Bronwyn lived with her father in a single-wide about twelve trailers down from me. Though she was just ten years old, her father let her have the master bedroom of their little trailer: the most luxurious bedroom I’d ever seen. She was an only child, and her father seemed to give her whatever she wanted. Her father was an American, her mother was British, and Bronwyn was born in Wales. She was the first person I’d ever met who had been to a different country. A lot of the toys and dolls in her room were imported: she had a toy koala, and a set of tiny animals made with real fur. They were like nothing I’d ever seen.

What quickly elevated our friendship from mere classmates to best friends was that we both had read and loved the Chronicles of Narnia.  Narnia is a magical land created by C.S. Lewis in a seven-book story where the animals talked, there was such a thing as unicorns, and children could be kings and queens. Bronwyn and I had been reading the stories to ourselves since we were seven years old, and we each told the other that we’d never met anyone else who’d read them. We both had named our pets, toys, and even houseplants after characters from Narnia: Wimbleweather, Rumblebuffin, and Trumpkin.

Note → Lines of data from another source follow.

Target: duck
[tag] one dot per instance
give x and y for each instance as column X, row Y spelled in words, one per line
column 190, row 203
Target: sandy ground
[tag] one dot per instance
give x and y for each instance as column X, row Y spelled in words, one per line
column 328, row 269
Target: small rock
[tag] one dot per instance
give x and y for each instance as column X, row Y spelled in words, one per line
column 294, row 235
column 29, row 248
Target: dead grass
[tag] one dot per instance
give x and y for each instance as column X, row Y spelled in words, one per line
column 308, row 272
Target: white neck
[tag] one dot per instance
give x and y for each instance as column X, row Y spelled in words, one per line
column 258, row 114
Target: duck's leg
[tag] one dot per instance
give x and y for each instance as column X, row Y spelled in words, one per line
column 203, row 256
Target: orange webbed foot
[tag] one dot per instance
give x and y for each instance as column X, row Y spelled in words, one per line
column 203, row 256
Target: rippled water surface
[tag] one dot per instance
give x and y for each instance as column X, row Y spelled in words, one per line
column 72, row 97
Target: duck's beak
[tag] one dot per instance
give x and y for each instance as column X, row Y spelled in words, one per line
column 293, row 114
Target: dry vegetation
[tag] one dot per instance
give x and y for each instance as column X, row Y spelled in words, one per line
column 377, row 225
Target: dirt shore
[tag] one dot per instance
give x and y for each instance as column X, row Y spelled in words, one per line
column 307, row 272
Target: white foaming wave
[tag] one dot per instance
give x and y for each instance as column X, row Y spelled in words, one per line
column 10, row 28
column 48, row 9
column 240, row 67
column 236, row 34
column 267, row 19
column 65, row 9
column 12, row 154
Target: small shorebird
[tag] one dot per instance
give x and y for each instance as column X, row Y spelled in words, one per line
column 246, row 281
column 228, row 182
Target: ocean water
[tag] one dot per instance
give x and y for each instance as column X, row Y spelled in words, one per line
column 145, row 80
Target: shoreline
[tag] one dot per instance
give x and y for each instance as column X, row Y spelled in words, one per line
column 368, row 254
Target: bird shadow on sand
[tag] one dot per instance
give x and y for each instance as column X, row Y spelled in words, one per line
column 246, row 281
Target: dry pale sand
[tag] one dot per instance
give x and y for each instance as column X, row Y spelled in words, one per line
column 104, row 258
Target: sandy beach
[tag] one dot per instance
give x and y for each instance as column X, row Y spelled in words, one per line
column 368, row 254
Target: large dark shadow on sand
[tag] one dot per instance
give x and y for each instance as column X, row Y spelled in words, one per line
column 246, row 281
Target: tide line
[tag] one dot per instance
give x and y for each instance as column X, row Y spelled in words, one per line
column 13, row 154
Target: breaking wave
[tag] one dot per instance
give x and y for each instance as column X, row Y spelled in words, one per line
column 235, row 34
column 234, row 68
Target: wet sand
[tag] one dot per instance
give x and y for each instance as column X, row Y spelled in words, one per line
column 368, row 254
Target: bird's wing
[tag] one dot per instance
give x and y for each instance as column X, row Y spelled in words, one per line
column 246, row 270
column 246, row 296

[Sadly, I have no photos of Bronwyn, so I have instead used illustrations from the Chronicles of Narnia in this post. Many of these illustrations are by Pauline Baynes and are from this site.]

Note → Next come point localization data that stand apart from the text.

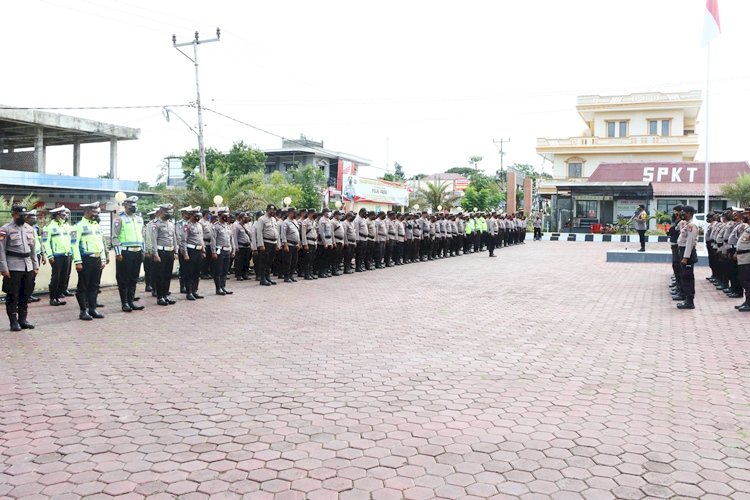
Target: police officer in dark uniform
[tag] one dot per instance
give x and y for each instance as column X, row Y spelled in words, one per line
column 18, row 266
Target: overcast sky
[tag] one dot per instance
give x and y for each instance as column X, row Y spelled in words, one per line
column 424, row 83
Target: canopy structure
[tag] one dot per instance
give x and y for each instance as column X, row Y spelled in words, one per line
column 26, row 133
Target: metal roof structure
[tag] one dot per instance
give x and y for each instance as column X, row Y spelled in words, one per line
column 19, row 129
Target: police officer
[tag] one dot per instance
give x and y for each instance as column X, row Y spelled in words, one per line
column 242, row 240
column 88, row 249
column 18, row 266
column 148, row 261
column 163, row 241
column 267, row 241
column 31, row 220
column 193, row 253
column 688, row 257
column 289, row 234
column 127, row 240
column 222, row 250
column 742, row 254
column 56, row 242
column 361, row 230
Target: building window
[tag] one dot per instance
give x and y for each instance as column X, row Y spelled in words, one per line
column 660, row 127
column 575, row 169
column 587, row 209
column 617, row 129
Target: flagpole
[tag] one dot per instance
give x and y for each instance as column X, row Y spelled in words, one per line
column 708, row 164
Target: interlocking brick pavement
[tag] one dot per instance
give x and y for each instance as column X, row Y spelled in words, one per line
column 544, row 373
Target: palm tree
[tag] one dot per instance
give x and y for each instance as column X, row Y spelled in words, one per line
column 436, row 195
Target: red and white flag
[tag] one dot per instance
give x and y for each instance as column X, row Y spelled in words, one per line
column 711, row 24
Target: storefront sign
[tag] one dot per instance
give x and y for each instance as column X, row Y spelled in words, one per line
column 361, row 189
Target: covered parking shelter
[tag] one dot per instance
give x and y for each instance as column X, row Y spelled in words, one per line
column 26, row 133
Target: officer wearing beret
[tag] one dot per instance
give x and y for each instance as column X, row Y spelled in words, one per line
column 56, row 242
column 127, row 241
column 18, row 266
column 88, row 249
column 163, row 247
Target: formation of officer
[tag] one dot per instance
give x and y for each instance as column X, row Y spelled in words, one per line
column 19, row 266
column 728, row 244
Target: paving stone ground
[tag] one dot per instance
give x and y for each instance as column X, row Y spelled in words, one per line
column 544, row 373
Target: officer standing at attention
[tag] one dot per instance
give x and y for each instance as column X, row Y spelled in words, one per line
column 31, row 220
column 148, row 261
column 325, row 240
column 267, row 241
column 163, row 241
column 743, row 261
column 241, row 229
column 56, row 242
column 88, row 248
column 193, row 253
column 686, row 246
column 127, row 240
column 360, row 228
column 289, row 233
column 18, row 266
column 222, row 248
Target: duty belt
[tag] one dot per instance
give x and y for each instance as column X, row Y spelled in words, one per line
column 18, row 254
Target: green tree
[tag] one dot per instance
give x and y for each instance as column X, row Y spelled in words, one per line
column 311, row 180
column 739, row 190
column 465, row 171
column 240, row 160
column 435, row 194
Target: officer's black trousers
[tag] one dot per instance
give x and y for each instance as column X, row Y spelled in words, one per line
column 361, row 251
column 687, row 277
column 163, row 273
column 193, row 267
column 743, row 273
column 242, row 262
column 267, row 257
column 289, row 261
column 220, row 269
column 88, row 282
column 18, row 288
column 127, row 273
column 57, row 279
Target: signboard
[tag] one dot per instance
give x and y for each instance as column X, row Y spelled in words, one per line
column 346, row 168
column 626, row 208
column 361, row 189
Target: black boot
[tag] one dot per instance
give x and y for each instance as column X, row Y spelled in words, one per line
column 14, row 325
column 22, row 315
column 687, row 304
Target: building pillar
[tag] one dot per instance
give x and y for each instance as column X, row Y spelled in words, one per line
column 77, row 158
column 113, row 158
column 528, row 195
column 39, row 160
column 510, row 198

Many afternoons would find us hiking around in the not-yet-developed hills behind the mobile home park. We would climb the rocks and collect flowers and catch lizards and climb trees. And as we hiked and climbed and crawled and played, we pretended that we were adventuring in Narnia. We would be subjects of the High King and his Royal Consorts, or we would be weary travelers from Archenland, bearing gifts from King Lune. We would sing the Abba song, Fernando—“Can you hear the drums, Fernando?”—imagining together that it told the tale of a great Narnian battle. We made forts in the bushes and memorized every blade of grass until all the hills were our own.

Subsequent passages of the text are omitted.